What Is DeFi?
DeFi rebuilt huge chunks of the traditional financial system as open-source code running on blockchains. Here's what it looks like in practice — and what to watch out for.

What 'decentralized finance' means
A traditional exchange has a CEO, a head office, and a database. A DeFi exchange is a smart contract on a blockchain. There's no signup, no KYC, no business hours. You connect a wallet and trade.
Lending, borrowing, derivatives, insurance, asset management — almost every primitive in traditional finance now has a DeFi equivalent. Together they form an open, composable financial stack often called 'money legos'.
Decentralized exchanges (DEXs)
Instead of an order book matched by a company, most DEXs use 'automated market makers' (AMMs). Users deposit pairs of tokens into a pool, and an algorithm prices trades against the pool's balance. Uniswap pioneered the model; Curve, Balancer, and dozens of others followed.
Anyone can be the 'house' by providing liquidity and earning a share of trading fees. You can also be the customer, swapping any token for any other in seconds — no signup required.
Lending, borrowing, and yield
Protocols like Aave and Compound let you deposit crypto and earn interest, or post collateral and borrow against it. Rates float based on supply and demand. Because everything is overcollateralized — you have to lock up more than you borrow — there's no credit check.
Yield farming layers these primitives: deposit, borrow, swap, restake, repeat. APYs of 10%, 50%, even 1000% have existed at various times, but high yields almost always mean high risk.
The risks behind the APYs
Smart contracts can have bugs. Hundreds of millions of dollars are lost to exploits every year, and there is no FDIC behind any of it. Token prices can crash and trigger liquidations. 'Stablecoins' have collapsed (see: Terra/UST in 2022). 'Anonymous teams' have rugged.
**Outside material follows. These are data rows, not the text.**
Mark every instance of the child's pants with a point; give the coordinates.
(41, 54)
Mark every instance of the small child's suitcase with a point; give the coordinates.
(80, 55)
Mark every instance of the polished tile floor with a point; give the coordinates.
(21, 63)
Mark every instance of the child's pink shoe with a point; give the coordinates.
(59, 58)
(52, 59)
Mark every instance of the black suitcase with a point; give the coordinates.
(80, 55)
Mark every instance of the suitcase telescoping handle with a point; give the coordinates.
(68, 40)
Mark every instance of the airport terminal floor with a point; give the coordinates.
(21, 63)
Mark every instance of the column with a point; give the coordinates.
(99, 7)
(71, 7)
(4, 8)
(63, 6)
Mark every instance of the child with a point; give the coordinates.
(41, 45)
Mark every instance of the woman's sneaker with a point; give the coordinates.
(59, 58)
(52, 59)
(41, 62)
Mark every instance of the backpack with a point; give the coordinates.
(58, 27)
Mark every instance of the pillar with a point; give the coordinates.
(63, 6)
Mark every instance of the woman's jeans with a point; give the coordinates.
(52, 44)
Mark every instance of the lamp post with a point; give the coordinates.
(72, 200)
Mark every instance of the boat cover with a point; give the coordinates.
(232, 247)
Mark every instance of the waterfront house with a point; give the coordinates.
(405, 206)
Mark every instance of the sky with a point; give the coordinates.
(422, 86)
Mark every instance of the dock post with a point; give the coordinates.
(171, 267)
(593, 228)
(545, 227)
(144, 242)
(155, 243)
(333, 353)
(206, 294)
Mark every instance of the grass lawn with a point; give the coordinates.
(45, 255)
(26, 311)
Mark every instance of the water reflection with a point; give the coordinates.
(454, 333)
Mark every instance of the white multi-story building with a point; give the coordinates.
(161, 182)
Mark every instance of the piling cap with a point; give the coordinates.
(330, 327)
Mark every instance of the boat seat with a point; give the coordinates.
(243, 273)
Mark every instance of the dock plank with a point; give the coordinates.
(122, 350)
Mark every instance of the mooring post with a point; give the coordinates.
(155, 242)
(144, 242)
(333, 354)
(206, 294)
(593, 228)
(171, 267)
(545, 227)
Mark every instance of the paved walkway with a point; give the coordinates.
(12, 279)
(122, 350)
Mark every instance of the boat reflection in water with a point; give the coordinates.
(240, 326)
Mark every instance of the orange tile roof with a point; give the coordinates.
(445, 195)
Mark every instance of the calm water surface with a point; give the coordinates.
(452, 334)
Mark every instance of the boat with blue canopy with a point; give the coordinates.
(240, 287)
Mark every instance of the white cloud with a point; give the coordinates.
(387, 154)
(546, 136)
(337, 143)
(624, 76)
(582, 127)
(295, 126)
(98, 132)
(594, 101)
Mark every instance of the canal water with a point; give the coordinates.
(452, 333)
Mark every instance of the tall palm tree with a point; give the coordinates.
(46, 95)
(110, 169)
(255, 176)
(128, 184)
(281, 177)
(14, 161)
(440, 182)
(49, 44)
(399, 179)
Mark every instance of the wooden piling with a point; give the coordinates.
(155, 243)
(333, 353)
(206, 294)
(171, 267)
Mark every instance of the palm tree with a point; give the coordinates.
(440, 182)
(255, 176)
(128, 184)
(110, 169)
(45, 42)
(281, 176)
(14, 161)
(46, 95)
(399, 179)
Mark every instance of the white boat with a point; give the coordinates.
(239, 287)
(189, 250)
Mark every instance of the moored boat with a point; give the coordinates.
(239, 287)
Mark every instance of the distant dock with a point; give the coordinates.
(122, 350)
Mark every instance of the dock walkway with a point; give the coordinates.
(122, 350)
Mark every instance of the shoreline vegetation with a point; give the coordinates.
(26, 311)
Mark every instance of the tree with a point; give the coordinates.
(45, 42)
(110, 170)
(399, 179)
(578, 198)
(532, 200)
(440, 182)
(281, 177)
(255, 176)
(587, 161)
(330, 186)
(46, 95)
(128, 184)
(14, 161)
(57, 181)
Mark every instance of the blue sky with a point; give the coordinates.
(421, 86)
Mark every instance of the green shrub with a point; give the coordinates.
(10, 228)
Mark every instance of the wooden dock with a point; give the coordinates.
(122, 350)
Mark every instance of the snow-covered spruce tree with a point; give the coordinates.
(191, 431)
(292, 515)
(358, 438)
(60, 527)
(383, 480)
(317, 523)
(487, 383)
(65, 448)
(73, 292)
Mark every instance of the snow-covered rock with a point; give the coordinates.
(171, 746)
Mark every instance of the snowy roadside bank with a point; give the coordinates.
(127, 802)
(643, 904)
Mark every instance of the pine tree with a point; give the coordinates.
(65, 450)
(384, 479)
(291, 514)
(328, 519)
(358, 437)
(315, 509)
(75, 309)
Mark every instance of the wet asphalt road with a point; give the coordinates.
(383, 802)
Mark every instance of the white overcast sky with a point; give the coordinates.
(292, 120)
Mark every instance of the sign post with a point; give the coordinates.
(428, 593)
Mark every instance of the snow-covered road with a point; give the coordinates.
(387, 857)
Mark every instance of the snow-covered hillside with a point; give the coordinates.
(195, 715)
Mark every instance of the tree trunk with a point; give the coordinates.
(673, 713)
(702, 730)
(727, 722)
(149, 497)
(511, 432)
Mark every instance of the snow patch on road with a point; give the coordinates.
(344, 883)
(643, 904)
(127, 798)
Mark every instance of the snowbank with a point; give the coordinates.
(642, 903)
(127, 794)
DeFi is genuinely revolutionary, but treat unfamiliar protocols the way you'd treat a stranger offering to manage your money — with extreme skepticism. Stick to audited, battle-tested protocols; size positions accordingly.
Keep reading
Browse earn-crypto guidesFrequently Asked Questions
Do I need to KYC to use DeFi?+
Most DeFi protocols are permissionless — you just connect a wallet. Some front-ends do block certain regions for compliance reasons.
How much can I earn in DeFi?+
Conservative strategies earn 2–8% on stablecoins. Higher-risk strategies advertise much more, but most don't last.
Is DeFi safer than a bank?+
No. Banks have insurance and regulation. DeFi has neither. The trade-off is full control and access — for everyone, everywhere.
What's an 'audited' protocol?+
One that's been reviewed by a security firm. An audit reduces risk but doesn't eliminate it — many audited protocols have still been exploited.
What chains is DeFi mostly on?+
Ethereum is still the biggest hub, with major activity on its Layer-2s (Arbitrum, Optimism, Base) and on alternative chains like Solana and BNB Chain.